"We’re within an inch of war almost every day," said Leon Panetta at a recent congressional hearing: he was talking about war with North Korea, but then went on to speak about other regions where the threat of conflict keeps him up at night, naming Iran, Syria, and indeed the entire Middle East as the source of his insomnia.
Which raises the question: what are we gaining from all this? What benefits do we derive from our troop presence in South Korea, and our interference in its internal affairs? What are we getting out of provoking Iran beyond the limits of human endurance? Why are we even thinking about intervening in Syria, when we can see the horrendous results of our support for the Libyan rebels – and the Iraqi exile groups who tricked us into supporting a disastrous invasion and occupation?

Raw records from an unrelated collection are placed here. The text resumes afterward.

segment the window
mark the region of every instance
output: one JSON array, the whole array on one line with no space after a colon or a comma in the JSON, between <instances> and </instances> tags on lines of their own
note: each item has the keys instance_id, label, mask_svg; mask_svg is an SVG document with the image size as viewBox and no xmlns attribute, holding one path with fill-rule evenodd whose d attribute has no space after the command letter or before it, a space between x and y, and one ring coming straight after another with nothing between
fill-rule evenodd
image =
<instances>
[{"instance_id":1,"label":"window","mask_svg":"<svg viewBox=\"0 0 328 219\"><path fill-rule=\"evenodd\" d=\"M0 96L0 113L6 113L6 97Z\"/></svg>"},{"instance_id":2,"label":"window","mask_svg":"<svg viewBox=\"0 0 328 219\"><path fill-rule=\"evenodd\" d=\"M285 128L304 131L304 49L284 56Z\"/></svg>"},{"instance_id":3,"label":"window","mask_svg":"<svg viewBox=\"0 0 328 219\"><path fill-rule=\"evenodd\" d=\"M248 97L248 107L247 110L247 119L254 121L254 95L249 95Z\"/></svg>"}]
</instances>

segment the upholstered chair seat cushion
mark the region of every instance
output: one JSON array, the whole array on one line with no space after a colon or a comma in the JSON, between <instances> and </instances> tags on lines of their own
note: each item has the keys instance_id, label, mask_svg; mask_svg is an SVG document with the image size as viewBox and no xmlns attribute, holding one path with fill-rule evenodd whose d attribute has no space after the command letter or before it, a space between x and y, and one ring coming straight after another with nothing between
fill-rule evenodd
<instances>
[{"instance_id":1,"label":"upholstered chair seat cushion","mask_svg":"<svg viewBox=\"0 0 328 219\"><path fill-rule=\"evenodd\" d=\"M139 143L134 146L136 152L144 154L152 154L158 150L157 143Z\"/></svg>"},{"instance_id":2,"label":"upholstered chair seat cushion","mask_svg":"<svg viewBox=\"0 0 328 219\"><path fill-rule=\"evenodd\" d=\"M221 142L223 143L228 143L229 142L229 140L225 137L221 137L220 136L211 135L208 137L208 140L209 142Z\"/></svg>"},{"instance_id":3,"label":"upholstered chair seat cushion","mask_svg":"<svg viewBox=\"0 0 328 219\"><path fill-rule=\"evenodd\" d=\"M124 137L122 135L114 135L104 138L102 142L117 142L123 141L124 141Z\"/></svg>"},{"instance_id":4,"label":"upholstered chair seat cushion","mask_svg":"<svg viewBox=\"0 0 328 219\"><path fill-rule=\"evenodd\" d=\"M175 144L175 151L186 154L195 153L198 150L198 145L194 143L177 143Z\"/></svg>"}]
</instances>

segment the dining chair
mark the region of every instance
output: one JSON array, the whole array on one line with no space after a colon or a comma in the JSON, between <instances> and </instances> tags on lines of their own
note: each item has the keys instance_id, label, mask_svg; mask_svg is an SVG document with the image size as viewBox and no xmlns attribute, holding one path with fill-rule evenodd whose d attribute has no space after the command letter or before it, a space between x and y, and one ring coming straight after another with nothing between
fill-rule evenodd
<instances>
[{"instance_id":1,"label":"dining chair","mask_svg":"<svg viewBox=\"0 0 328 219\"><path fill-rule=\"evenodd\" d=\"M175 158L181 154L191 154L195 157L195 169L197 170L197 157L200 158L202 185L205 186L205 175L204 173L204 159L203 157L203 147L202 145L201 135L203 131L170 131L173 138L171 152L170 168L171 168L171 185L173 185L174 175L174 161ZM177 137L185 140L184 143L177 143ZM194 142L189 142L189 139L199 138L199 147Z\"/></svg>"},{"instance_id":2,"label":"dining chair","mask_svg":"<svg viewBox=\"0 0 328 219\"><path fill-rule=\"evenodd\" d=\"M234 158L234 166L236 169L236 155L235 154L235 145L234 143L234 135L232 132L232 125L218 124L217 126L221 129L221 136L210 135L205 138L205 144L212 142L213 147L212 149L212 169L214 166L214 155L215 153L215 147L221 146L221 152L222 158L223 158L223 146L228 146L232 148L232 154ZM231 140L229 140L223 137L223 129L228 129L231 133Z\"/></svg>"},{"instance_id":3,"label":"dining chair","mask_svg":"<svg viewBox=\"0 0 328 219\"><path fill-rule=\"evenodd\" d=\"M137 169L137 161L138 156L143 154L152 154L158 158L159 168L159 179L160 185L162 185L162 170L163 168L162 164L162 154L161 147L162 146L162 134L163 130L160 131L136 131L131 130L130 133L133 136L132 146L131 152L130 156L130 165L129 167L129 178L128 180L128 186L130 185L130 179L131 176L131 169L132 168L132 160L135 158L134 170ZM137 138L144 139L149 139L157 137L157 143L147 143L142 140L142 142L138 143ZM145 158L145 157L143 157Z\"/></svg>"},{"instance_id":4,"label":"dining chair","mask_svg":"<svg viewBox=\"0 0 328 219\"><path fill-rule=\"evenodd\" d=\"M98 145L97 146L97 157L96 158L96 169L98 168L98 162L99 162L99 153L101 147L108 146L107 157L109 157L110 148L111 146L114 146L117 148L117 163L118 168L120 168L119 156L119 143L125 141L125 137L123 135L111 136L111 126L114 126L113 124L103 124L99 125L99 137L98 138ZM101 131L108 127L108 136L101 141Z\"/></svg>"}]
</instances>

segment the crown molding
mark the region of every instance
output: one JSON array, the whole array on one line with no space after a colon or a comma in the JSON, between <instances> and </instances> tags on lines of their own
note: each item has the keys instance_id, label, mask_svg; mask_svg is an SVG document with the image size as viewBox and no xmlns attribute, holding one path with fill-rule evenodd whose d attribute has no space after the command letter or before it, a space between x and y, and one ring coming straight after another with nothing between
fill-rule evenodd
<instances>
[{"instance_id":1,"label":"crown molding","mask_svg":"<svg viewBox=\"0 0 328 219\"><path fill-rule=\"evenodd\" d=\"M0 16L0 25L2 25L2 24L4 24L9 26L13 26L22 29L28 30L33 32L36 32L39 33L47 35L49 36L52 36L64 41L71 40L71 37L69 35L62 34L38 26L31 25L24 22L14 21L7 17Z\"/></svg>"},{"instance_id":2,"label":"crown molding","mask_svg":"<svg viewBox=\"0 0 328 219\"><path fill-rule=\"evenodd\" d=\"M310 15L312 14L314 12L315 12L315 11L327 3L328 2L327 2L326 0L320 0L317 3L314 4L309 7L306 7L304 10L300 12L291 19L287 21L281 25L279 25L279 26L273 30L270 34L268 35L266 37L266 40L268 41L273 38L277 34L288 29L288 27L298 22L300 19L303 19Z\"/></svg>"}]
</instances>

Even if we weren’t bankrupt, it is hard to see how a cost-benefit analysis can justify this level of US intervention abroad. We spend more on the military than all other nations on earth combined, and the only thing it’s gotten us has been some pretty consequential blowback and a mountain of unsustainable debt. So what’s the upside?
Well, there isn’t any – unless you’re a military contractor, or a politician on the take from the military-industrial complex. If you’re an "analyst" who works for one of the pro-militarist Washington thinktanks, you have a lot [.pdf] to gain from this "forward stance" foreign policy: however, if you’re an ordinary American – not so much.
Let’s look at the North Korean example, which provoked Panetta’s revealing comment in the first place. Here is a country that is still technically at war with the US and its South Korean neighbor, after more than sixty years, and can hardly feed its own people. The food aid we regularly ship to them has been cut off, in part due to the recent missile launch. Sure, the launch was a failure, but that doesn’t matter: the point being that only the US and its allies have the right to needlessly provoke the rest of the world by saber-rattling as loudly as possible. We still have to punish them – even though they have no capacity to attack the US mainland, and are unlikely to acquire the technology to do so. Sure, they can always attack South Korea, where we – still! – have some 20,000 troops stationed. Yet what is the real purpose of our troop presence there? These soldiers are for all intents and purposes being held hostage by the North Koreans, whose periodic antics cause Panetta so much heartburn. So why keep them there?